Allows you to bind or mount directories from the hosts file system to the Container, or from one Container to another.

Takes an argument of the structure host-source:container-destination (container-destination must be an absolute path).

Example

sh
docker run -it --rm --volume "$PWD":/data -u "$(id -u "$USER"):$(id -g "$USER")" my-docker-image useful-script.sh

Run the Image tagged as my-docker-image in a Container and execute useful-script.sh at startup. Keep STDIN open with a ‘pseudo-tty’ while running and remove the Container when done.
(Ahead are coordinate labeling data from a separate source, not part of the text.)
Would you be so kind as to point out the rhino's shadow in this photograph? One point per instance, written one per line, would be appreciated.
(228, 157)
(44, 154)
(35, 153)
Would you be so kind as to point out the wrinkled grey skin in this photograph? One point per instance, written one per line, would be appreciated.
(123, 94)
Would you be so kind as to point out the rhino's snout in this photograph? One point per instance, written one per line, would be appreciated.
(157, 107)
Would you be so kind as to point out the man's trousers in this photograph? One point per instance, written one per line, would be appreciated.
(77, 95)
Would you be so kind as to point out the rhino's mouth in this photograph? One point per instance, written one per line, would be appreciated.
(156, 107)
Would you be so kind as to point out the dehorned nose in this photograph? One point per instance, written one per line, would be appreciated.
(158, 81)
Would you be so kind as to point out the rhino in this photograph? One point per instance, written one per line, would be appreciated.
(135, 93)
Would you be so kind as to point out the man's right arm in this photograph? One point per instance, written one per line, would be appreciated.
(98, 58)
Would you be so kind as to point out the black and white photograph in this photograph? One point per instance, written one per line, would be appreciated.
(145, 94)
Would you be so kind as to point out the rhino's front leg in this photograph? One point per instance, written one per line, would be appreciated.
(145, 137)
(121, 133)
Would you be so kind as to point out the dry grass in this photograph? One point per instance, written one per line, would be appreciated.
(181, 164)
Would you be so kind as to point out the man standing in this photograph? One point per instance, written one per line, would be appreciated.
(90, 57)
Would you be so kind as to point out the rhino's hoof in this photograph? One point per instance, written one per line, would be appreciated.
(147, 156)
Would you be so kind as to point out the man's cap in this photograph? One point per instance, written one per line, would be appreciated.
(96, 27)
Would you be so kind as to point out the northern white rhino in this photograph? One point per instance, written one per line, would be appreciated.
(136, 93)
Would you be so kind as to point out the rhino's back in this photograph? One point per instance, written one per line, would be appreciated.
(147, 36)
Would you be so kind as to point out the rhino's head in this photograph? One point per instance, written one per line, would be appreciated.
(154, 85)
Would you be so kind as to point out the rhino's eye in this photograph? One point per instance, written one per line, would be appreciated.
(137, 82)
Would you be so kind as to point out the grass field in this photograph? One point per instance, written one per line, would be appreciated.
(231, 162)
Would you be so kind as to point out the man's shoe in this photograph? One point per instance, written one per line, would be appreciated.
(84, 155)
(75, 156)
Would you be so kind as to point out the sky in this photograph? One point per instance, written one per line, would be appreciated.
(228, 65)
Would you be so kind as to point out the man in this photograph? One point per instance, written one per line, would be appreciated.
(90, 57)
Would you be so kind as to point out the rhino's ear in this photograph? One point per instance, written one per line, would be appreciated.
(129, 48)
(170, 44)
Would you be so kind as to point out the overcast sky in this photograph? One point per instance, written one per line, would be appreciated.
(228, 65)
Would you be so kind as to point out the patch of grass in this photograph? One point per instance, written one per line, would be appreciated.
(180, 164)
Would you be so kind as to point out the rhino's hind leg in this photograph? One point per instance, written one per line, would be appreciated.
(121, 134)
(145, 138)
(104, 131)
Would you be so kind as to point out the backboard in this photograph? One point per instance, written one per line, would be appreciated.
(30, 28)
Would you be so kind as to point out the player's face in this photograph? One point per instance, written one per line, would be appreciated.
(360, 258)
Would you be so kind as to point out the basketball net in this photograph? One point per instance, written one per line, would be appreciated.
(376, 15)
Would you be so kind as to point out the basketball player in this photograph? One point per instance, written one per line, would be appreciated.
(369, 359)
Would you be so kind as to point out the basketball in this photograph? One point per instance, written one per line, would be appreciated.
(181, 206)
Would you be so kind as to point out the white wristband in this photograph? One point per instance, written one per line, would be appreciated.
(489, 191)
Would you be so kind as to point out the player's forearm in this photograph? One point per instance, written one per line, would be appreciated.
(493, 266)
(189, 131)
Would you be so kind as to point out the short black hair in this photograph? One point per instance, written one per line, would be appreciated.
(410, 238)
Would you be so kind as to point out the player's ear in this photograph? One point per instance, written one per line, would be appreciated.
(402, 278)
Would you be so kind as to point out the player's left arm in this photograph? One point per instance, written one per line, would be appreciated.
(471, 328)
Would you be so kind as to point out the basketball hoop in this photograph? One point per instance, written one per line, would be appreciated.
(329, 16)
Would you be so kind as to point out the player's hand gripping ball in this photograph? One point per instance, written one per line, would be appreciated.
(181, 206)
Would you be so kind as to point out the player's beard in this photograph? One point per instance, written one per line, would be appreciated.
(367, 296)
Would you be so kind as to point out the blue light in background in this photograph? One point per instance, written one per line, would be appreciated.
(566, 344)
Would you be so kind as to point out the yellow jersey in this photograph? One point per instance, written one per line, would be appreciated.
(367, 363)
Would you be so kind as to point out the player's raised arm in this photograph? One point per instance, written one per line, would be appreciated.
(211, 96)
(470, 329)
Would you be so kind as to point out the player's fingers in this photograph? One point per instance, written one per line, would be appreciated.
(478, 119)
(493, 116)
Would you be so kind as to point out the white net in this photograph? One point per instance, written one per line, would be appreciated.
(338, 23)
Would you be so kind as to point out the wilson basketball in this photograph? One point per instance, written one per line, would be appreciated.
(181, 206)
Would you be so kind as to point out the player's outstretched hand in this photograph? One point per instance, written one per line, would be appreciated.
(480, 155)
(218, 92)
Also, mount the cwd ($PWD) of the host into the /data directory in the Container, and operate as the current host user (and group) instead of root.

Docker Compose

Utility for managing the build and run of one or more Images, and the relations (or dependencies) between them.

You might be able to achieve similar results by just running the Images separately from the command line. This is however a really easy and convenient way of building complex systems of interconnected and/or interdependent Containers in a reproducible manner.
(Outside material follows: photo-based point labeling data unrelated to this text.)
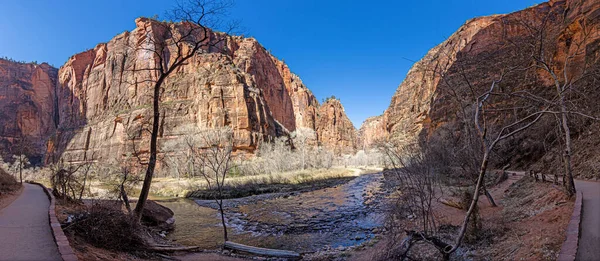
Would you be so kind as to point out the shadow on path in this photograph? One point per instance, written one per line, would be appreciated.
(589, 241)
(25, 232)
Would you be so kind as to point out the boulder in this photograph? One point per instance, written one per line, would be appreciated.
(157, 215)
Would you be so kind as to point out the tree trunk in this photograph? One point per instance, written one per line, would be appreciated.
(125, 199)
(570, 186)
(473, 205)
(139, 207)
(489, 196)
(568, 170)
(21, 168)
(223, 221)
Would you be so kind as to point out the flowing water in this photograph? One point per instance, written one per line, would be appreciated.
(341, 216)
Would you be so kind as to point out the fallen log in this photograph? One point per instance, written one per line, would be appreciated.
(451, 203)
(262, 251)
(172, 248)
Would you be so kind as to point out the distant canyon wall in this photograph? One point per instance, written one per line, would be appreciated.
(94, 105)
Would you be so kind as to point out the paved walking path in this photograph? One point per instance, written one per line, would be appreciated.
(589, 241)
(25, 232)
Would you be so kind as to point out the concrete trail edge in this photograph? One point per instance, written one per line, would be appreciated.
(568, 251)
(62, 243)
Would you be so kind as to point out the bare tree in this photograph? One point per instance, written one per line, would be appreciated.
(213, 156)
(414, 175)
(171, 46)
(566, 75)
(303, 139)
(20, 162)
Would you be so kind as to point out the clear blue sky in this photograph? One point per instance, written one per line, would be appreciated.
(355, 50)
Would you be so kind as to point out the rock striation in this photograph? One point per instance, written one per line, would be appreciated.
(423, 103)
(371, 131)
(334, 130)
(27, 106)
(97, 106)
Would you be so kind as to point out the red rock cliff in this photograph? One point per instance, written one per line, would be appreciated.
(334, 130)
(26, 106)
(371, 131)
(245, 87)
(423, 103)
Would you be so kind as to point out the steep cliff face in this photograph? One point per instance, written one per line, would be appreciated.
(473, 56)
(334, 130)
(103, 104)
(411, 104)
(372, 130)
(26, 107)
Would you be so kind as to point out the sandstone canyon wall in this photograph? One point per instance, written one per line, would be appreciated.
(423, 103)
(334, 130)
(27, 105)
(104, 105)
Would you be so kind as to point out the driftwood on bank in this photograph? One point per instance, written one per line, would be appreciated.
(172, 248)
(451, 203)
(262, 251)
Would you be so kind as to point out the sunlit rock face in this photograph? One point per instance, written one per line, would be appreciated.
(102, 99)
(27, 98)
(334, 130)
(371, 131)
(425, 102)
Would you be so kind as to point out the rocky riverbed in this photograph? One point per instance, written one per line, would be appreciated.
(337, 217)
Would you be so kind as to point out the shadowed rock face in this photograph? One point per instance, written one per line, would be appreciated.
(371, 131)
(334, 130)
(424, 102)
(27, 98)
(101, 101)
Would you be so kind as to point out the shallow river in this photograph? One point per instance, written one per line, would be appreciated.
(341, 216)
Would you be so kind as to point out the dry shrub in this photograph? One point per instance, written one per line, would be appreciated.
(107, 226)
(526, 198)
(7, 182)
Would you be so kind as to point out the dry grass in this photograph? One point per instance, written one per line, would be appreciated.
(248, 185)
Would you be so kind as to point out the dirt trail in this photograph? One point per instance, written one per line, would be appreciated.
(589, 241)
(25, 232)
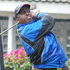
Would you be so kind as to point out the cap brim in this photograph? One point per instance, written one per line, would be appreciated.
(22, 7)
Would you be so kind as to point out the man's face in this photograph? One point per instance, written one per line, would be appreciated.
(24, 16)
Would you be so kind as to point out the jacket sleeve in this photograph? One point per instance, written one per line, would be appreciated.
(48, 24)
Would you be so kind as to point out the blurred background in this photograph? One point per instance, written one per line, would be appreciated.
(59, 9)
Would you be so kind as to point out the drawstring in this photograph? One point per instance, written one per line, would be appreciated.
(9, 28)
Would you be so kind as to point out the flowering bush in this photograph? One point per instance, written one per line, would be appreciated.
(16, 60)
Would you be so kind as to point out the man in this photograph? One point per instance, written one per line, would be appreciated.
(40, 44)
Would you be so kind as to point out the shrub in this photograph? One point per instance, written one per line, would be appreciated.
(16, 60)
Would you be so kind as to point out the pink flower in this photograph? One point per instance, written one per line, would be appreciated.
(20, 64)
(22, 49)
(5, 55)
(11, 53)
(16, 51)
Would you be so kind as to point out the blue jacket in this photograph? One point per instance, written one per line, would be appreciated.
(52, 55)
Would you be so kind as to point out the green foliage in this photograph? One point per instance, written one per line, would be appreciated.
(16, 60)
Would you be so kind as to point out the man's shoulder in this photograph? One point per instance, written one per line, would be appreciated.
(41, 14)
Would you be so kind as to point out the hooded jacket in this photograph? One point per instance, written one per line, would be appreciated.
(40, 44)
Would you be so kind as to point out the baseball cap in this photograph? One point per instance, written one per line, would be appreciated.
(19, 7)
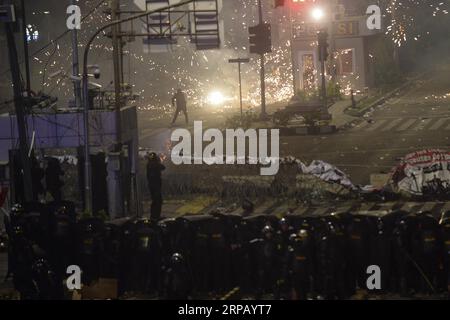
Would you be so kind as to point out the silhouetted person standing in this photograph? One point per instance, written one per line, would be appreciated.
(180, 100)
(154, 170)
(52, 179)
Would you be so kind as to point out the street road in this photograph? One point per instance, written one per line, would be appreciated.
(416, 119)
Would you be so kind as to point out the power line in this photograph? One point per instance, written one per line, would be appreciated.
(59, 37)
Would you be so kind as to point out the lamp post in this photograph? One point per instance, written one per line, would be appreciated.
(85, 79)
(239, 61)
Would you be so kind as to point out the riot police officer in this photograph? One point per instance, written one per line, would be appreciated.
(267, 261)
(177, 284)
(300, 264)
(400, 256)
(154, 170)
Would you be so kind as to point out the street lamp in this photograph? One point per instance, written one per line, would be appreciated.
(87, 164)
(239, 61)
(317, 13)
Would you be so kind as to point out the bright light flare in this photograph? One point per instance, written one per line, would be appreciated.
(317, 13)
(216, 98)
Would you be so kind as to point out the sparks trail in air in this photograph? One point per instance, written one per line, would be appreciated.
(406, 17)
(155, 77)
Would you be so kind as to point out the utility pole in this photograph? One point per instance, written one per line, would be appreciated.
(25, 48)
(239, 62)
(117, 58)
(263, 70)
(20, 112)
(75, 65)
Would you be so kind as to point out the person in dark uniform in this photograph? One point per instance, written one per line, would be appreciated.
(300, 265)
(400, 253)
(154, 170)
(37, 174)
(52, 179)
(177, 284)
(267, 261)
(180, 100)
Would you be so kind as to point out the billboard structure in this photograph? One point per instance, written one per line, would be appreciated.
(199, 21)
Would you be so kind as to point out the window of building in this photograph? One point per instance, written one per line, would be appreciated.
(345, 61)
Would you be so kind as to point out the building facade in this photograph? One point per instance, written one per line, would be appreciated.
(350, 46)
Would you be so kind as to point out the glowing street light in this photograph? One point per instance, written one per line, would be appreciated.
(216, 98)
(317, 13)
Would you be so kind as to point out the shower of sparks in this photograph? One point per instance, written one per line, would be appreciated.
(405, 16)
(154, 77)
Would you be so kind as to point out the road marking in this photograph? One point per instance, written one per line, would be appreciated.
(362, 125)
(428, 206)
(320, 211)
(376, 125)
(392, 125)
(422, 125)
(408, 206)
(438, 124)
(301, 211)
(406, 125)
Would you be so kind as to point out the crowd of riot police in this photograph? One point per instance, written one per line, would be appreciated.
(295, 257)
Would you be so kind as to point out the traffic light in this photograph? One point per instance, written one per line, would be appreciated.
(260, 38)
(323, 45)
(293, 3)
So just like you would build an Image from a Dockerfile, you can compose a bunch of Services from a docker-compose.yml like:

yaml
services:
my-cool-app:
build:
context: ${PWD}
dockerfile: ./Dockerfile
command: python app.py
ports:
- "5000:5000"
mysql:
image: mysql
datadog:
image: datadog
volumes:
- /var/run/docker.sock:/var/run/docker.sock

As you might be able to tell by the general structure of the file, it is quite literally a sequence of ‘Dockerfile-like’ instructions enclosed within a sequence of ‘Services’ (which for simplicity we’ll consider equivalent to Containers).

How it works

  1. Define your app Image with a Dockerfile (and point to it from docker-compose.yml).
  2. Define the Images for the rest of the Containers (Services) you need in docker-compose.yml.
  3. Run docker compose up to start and run the Containers (docker compose down will stop and remove the ongoing processes gracefully).

You can pass it the -d flag to detach the process from the terminal and, just like with the build command, you can use -f to tell it where the docker-compose.yml is located.